- Catastrophic Declines in Wilderness Areas Undermine Global Environment Targets. 10% of supposedly remote wilderness areas gone since the early 1990s.
- Genetic diversity trend in Indian rice varieties: an analysis using SSR markers. The diversity of rice varieties released in India has been decreasing, but only of late.
- Genotypic and phenotypic changes in wild barley (Hordeum vulgare subsp. spontaneum) during a period of climate change in Jordan. There were changes in climate on one side and phenotype and genotype on the other, but it was difficult to find a connection between the two.
- EST-SSR Based Genetic Diversity and Population Structure among Korean Landraces of Foxtail Millet (Setaria italica L.). As is often the case, there’s no geographic structure, unless there is.
- Domestication of jute mallow (Corchorus olitorius L.): ethnobotany, production constraints and phenomics of local cultivars in Ghana. Let the breeding begin.
- Similar estimates of temperature impacts on global wheat yield by three independent methods. Down by about 5% for a 1°C global temperature increase, no matter how you slice it.
- Genome-wide association mapping of provitamin A carotenoid content in cassava. SNPs associated with carotenoid content in cassava roots found in vicinity of known gene responsible for increase in accumulation of provitamin A carotenoids in cassava roots.

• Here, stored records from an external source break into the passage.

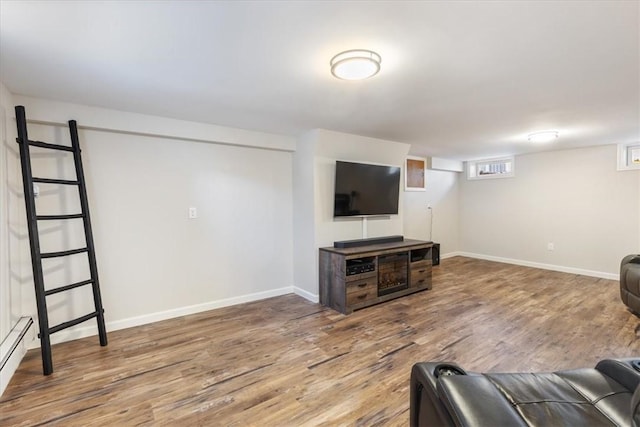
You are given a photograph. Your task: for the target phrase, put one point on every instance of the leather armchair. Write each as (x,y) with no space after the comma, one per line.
(607,395)
(630,282)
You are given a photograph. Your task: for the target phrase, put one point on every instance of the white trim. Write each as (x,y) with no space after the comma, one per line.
(623,157)
(306,294)
(87,331)
(450,255)
(560,268)
(13,348)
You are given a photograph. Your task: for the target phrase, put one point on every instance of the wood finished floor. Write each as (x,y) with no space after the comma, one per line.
(286,361)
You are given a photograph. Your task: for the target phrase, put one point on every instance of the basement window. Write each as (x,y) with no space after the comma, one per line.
(491,168)
(629,156)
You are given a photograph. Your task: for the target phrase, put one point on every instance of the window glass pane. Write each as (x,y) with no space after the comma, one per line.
(634,155)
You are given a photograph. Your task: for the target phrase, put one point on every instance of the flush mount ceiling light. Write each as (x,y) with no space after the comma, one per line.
(543,136)
(357,64)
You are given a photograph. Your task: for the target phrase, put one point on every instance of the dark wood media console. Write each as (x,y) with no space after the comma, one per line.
(357,277)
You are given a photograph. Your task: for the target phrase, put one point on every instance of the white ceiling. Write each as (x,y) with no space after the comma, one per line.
(459,79)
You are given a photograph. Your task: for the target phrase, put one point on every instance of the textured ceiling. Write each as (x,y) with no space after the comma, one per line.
(459,79)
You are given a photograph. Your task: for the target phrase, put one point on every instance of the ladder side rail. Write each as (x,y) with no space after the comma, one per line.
(32,225)
(84,203)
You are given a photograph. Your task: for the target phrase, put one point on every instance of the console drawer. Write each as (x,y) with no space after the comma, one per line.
(421,276)
(362,290)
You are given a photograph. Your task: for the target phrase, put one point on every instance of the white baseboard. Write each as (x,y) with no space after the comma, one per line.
(87,331)
(560,268)
(450,255)
(306,294)
(13,349)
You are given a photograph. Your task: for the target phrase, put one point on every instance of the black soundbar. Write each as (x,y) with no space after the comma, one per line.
(344,244)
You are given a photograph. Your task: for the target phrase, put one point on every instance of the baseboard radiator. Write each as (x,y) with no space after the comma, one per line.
(13,348)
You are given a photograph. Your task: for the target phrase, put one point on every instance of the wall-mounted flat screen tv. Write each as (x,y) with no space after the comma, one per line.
(363,189)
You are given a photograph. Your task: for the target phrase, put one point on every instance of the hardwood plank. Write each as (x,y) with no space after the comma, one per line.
(286,361)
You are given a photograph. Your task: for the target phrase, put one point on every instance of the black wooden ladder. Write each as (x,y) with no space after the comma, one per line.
(36,255)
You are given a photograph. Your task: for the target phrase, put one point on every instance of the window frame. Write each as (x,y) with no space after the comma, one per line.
(624,156)
(474,165)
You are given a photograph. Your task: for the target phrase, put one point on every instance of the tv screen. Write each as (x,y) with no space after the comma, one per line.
(363,189)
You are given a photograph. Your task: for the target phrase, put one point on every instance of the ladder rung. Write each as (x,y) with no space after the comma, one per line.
(63,253)
(50,146)
(49,217)
(73,322)
(67,287)
(55,181)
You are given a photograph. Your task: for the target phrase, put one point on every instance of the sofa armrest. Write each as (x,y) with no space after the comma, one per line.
(425,408)
(476,401)
(622,371)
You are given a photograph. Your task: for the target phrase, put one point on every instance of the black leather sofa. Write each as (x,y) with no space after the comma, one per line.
(607,395)
(630,282)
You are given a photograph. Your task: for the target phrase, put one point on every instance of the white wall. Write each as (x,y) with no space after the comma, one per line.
(16,287)
(575,199)
(153,261)
(442,194)
(304,232)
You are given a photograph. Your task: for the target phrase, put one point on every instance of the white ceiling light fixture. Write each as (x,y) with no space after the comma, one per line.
(543,136)
(356,64)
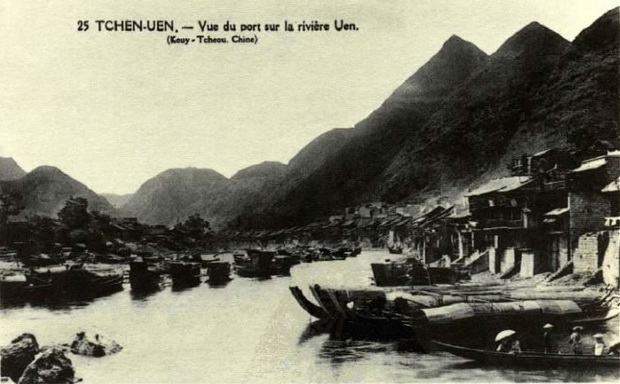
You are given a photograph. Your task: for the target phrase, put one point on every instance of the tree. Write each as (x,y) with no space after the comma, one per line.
(74,215)
(10,205)
(195,226)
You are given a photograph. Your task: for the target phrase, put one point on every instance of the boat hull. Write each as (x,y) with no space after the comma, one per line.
(530,359)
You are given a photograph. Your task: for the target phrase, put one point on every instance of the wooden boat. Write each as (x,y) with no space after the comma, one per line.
(284,263)
(12,287)
(255,263)
(410,271)
(184,273)
(312,309)
(218,272)
(530,359)
(144,277)
(72,281)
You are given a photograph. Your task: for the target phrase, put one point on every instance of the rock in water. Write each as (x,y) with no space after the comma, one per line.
(17,356)
(51,367)
(81,345)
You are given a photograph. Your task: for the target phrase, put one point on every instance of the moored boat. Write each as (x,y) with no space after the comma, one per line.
(72,280)
(144,277)
(255,263)
(530,359)
(218,272)
(185,273)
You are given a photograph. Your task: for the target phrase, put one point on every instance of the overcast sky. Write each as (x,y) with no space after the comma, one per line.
(113,110)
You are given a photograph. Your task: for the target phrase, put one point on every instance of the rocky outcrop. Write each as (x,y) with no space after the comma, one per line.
(51,367)
(17,356)
(81,345)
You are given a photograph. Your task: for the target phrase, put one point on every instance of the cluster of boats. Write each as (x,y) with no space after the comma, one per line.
(464,318)
(264,263)
(147,275)
(69,280)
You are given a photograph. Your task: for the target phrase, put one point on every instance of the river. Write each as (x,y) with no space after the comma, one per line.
(247,331)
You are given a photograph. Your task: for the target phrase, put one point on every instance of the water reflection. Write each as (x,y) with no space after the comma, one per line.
(248,330)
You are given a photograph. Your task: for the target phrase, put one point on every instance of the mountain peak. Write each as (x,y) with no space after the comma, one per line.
(533,40)
(451,65)
(264,169)
(10,170)
(602,34)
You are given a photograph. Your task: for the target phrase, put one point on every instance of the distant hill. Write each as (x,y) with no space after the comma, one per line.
(116,200)
(9,170)
(455,123)
(459,120)
(175,194)
(167,197)
(537,91)
(349,172)
(45,190)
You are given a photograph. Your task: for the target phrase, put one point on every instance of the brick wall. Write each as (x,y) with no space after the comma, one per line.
(611,262)
(585,258)
(588,210)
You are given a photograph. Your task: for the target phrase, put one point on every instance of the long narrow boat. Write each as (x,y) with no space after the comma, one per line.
(307,305)
(530,359)
(72,280)
(185,274)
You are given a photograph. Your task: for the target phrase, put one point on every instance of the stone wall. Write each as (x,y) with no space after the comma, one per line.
(611,261)
(588,210)
(585,258)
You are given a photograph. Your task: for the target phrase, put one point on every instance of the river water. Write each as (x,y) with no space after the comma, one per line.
(247,331)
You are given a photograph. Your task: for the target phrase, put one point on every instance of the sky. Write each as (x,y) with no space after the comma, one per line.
(114,109)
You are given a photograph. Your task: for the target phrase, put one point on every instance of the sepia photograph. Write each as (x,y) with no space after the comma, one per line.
(302,191)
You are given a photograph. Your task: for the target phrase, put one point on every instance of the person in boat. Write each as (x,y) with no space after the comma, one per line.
(509,345)
(599,344)
(548,338)
(575,340)
(614,349)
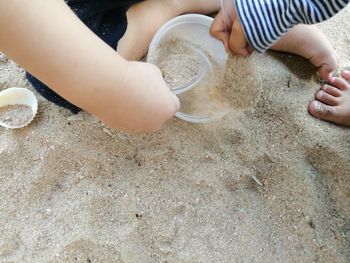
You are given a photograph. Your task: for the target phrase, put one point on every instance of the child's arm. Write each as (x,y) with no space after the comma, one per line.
(48,40)
(262,22)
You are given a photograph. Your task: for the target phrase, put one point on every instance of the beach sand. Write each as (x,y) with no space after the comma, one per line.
(73,190)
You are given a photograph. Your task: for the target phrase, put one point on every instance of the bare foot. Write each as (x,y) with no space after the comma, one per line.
(333,101)
(309,42)
(146,17)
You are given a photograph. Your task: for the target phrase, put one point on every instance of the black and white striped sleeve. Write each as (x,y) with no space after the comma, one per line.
(265,21)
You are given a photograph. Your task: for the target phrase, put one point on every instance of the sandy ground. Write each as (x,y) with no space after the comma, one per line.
(73,190)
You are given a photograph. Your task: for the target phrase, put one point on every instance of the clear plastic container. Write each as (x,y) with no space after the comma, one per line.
(194,95)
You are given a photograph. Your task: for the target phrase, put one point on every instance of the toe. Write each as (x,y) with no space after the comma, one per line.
(326,98)
(322,111)
(346,75)
(331,90)
(340,83)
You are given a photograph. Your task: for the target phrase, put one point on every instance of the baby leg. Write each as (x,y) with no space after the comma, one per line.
(333,101)
(309,42)
(146,17)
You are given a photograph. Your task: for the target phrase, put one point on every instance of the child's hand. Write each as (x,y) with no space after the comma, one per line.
(146,104)
(231,34)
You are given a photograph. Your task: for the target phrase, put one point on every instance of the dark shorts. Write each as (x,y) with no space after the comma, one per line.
(107,19)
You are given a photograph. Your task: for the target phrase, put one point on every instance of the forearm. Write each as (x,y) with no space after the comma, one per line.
(49,41)
(265,21)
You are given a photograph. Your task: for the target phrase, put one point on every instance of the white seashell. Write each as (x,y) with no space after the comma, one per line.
(18,96)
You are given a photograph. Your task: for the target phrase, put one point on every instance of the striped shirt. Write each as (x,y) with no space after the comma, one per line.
(265,21)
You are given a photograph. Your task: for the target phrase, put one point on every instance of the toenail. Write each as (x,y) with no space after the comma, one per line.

Wilderness areas: The report defines wilderness as “biologically and ecologically largely intact landscapes that are mostly free of human disturbance”. This might to adequate for deserts and tundra with very low human populations, but not for Amazonian forest, which had active human management pre-conquest (and huge population loss after conquest). Most tropical forest globally has been subject to shifting cultivation over thousands of years. Using terms such as `virgin’ and `pristine’ is fanciful. The only real wildernesses today are US national parks – kicking out indigenous peoples and turning landscape into theme parks – the Yellowstone model that a vast multinational conservationist business has tried to impose on developing countries. What is `catastrophic’ is stopping people learning about economic botany, including medicinal species and how to domesticate crops.